The 3 most common foot problems when running!
By Podiatrist Chris McCormick
As the weather rolls out of the winter doldrums and into the bright light of spring it’s the perfect time to dust off those running shoes and get moving! The days are getting longer and warmer and the running event calendar is building (it’s less than 3 months to the Melbourne Marathon!). As we increase our running distance and frequency in preparation for running season so too does the injury rate, especially to those beautiful, hard working pedals at the bottom of your leg (your feet!). The most common running related injuries (and how to successfully manage them) of the foot are:
Plantar fasciitis: This is the most common injury that occurs to the foot due to running. While it’s name suggests it’s an inflammatory condition this is misleading as this type of heel pain is due to many factors including nerve compression, fascial adaptation and loss of shock attenuation. People with this type of pain report morning stiffness out of bed, pain after rest and often report soreness while running. Thankfully, the PHG Podiatry team is well equipped to get your back on your feet! Treatment includes: strapping/orthotics, shockwave therapy (this has been shown to very effective in reducing pain quickly) footwear adjustments, dry needling, massage, foot mobilisation, running re-training and adjustments and strengthening of the foot/ankle through a tailored program.
Forefoot pain: Pain under the ball of the foot is commonly reported while running, especially under the 2nd + 3rd toe joints. People who are experiencing this pain often report a dull ache or shooting sensation under the ball of their foot. Most commonly this pain occurs due to an inefficient movement pattern of the feet, resulting in injury due to overload. Treatment is focused on restoring normal foot function through orthotics, strapping/padding, foot mobilisation, dry needling and foot/ankle strengthening.
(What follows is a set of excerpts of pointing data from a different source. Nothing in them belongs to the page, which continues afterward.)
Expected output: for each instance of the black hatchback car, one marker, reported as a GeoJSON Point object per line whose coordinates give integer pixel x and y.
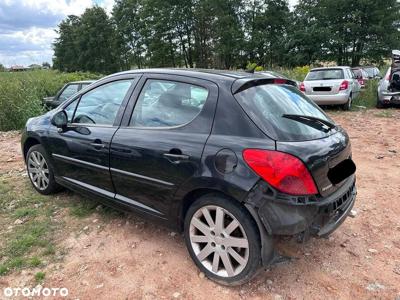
{"type": "Point", "coordinates": [230, 159]}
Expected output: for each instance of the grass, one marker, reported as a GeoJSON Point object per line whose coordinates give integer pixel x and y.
{"type": "Point", "coordinates": [25, 244]}
{"type": "Point", "coordinates": [368, 96]}
{"type": "Point", "coordinates": [21, 94]}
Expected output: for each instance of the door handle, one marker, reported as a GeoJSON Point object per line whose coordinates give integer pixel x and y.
{"type": "Point", "coordinates": [177, 156]}
{"type": "Point", "coordinates": [97, 144]}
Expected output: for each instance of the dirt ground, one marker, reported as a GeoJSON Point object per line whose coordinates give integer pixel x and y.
{"type": "Point", "coordinates": [130, 258]}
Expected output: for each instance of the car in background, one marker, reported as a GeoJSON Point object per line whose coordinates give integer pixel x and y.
{"type": "Point", "coordinates": [67, 91]}
{"type": "Point", "coordinates": [361, 75]}
{"type": "Point", "coordinates": [331, 86]}
{"type": "Point", "coordinates": [373, 72]}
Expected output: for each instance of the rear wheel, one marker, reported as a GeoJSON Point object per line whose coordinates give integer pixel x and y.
{"type": "Point", "coordinates": [223, 240]}
{"type": "Point", "coordinates": [40, 171]}
{"type": "Point", "coordinates": [379, 104]}
{"type": "Point", "coordinates": [347, 105]}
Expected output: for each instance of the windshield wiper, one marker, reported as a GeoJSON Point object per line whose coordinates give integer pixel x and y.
{"type": "Point", "coordinates": [314, 122]}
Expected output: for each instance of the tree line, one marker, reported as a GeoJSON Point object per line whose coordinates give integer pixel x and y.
{"type": "Point", "coordinates": [227, 34]}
Stress fractures: We most commonly see stress fractures when people ramp up their training too quickly. Our bodies are great at adapting to new stimulus but we need time to do this. People will described a dull ache like sensation through a bone that can sometimes ache in bed at night. Stress fractures feel worse when undergoing high loading activities such as running or jumping. A period of modified rest is often needed initially to allow the bone to heel. During the rest period, we aim to address all the risk factors that contributed to the problem through dry needling, strengthening of the foot/ankle, foot mobilisations and possibly orthotics.
Our feet are amazing things, they have 26 bones, 33 joints and 33 muscles/tendons per foot. The best way to avoid any foot injury is to slowly build yourself up with your running frequency/distance, giving your body and feet the time they need to adapt.